Les montagnes escarpées, les précipices de la Suisse la mettent moins à l’abri que la stérilité du sol. Nous parlerons de la situation de l’Angleterre.
L’Italie, par la beauté de son climat et par sa fertilité, a toujours eu un attrait puissant pour les autres nations ; mais elle offre un double phénomène assez singulier ; c’est que jadis, et pendant longtemps, elle appartint à un peuple de conquérants qui asservissait toutes les autres nations : tandis que l’Italie moderne, toujours conquise, perdue et reconquise, n’a plus été que le rendez-vous des peuples qui venaient s’y battre.

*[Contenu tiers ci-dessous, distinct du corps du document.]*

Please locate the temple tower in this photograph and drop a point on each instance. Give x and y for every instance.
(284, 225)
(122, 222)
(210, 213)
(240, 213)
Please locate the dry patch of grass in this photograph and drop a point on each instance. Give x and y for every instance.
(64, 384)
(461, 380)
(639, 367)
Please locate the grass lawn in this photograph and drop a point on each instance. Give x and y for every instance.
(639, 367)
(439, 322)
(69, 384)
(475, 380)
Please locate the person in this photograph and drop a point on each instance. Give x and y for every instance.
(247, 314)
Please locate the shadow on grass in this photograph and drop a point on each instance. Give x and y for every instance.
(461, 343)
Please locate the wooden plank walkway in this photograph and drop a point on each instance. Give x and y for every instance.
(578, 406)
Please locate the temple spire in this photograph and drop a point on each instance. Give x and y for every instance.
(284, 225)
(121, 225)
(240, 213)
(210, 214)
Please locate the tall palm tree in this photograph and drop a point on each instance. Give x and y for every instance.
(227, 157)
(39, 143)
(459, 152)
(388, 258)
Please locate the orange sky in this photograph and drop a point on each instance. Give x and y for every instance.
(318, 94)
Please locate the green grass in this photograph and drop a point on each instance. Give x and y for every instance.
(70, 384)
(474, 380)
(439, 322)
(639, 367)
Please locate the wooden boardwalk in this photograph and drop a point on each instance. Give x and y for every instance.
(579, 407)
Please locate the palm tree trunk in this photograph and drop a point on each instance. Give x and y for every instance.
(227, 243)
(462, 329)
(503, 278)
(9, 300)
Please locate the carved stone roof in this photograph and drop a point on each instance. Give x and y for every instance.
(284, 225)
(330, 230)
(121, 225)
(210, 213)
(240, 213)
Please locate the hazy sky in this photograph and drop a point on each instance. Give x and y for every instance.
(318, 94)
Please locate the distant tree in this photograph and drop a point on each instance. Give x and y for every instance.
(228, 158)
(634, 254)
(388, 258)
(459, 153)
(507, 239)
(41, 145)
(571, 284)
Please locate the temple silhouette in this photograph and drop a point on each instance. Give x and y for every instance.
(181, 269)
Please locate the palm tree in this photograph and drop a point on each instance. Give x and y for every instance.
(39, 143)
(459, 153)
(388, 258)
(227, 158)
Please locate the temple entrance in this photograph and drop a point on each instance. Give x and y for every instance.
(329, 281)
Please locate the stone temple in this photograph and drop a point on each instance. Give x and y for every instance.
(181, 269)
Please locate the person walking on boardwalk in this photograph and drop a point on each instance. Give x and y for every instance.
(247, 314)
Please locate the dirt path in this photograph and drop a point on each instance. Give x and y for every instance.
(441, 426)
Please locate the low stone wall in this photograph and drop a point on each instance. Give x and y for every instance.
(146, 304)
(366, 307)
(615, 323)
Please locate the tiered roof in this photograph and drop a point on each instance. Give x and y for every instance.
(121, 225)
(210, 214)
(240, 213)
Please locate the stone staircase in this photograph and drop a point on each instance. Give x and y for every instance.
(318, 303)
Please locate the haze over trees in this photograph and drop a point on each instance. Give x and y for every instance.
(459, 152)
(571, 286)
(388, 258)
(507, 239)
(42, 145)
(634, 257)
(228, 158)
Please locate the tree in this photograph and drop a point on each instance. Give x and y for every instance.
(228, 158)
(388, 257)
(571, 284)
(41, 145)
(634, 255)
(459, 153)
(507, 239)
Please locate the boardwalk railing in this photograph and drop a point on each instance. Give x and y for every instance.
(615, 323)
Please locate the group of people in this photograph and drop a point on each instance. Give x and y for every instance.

Les Droits. – Il paraît contradictoire d’offrir comme cause de décadence les droits d’un héritier et cette même hérédité que nous présentons ailleurs comme cause de prospérité ; mais cette contradiction cesse si l’on fait attention aux circonstances. Quelques exemples suffiront pour mettre dans tout son jour notre opinion sur la valeur des droits que ne défendent pas une armée et le talent du prince à qui ces droits sont transmis, ou que ne confirme pas le suffrage du peuple.
Henri IV se vit dans la nécessité de conquérir une couronne qui lui appartenait. Charles de Lorraine vit passer la sienne sur la tête de Hugues-Capet, qui n’y avait aucun droit. Tous les prétendants à un trône vacant font et sont obligés de faire un traité désavantageux pour leurs sujets avec le prince qui les secourt. Louis XIV parut grand et désintéressé en soutenant la cause désespérée du roi Jacques ; mais s’il l’eût rétabli sur le trône, il y aurait peut-être eu quelques conditions onéreuses. Tous les rois de l’Europe semblent armés pour défendre ou venger Louis XVI, et c’est pour partager ses dépouilles, ainsi que l’atteste le traité de Pavie, monument d’un opprobre éternel.
La répudiation d’Eléonore de Guyenne faite impolitiquement par Louis, et le mariage de cette princesse avec Henri II ; le mariage de Maximilien avec l’héritière de Bourgogne ; celui de Philippe le Beau avec Jeanne la Folle, reine d’Espagne, héritière de Naples et de Sicile, donnèrent des droits au premier sur des provinces françaises, au second sur la Bourgogne et les Pays-Bas, au troisième sur les royaumes d’Espagne, de Naples et de Sicile. Les droits que la maison de Plantagenet, appelée au trône d’Angleterre, conservait sur plusieurs provinces de France, causèrent une guerre qui dura des siècles. Ceux de Louis XII et de François Ier sur le Milanais, transmis par Valentine, leur aïeule, firent prendre plusieurs fois les armes. Veut-on des droits d’un autre genre ? On se rappellera l’abandon fait à Louis XI, par René, roi sans royaume, de ses droits sur Naples et Sicile, États qu’il ne vit jamais, bien loin d’y régner. Ces prétendus droits, en vertu de cet abandon, furent cause des expéditions de Naples rapidement conquise, et plus rapidement évacuée. Enfin, nous terminerons cette énumération par les donations que firent les Papes de couronnes qui ne leur appartenaient pas. Ces dons transmirent des prétentions fondées sur un droit qui ne pouvait exister.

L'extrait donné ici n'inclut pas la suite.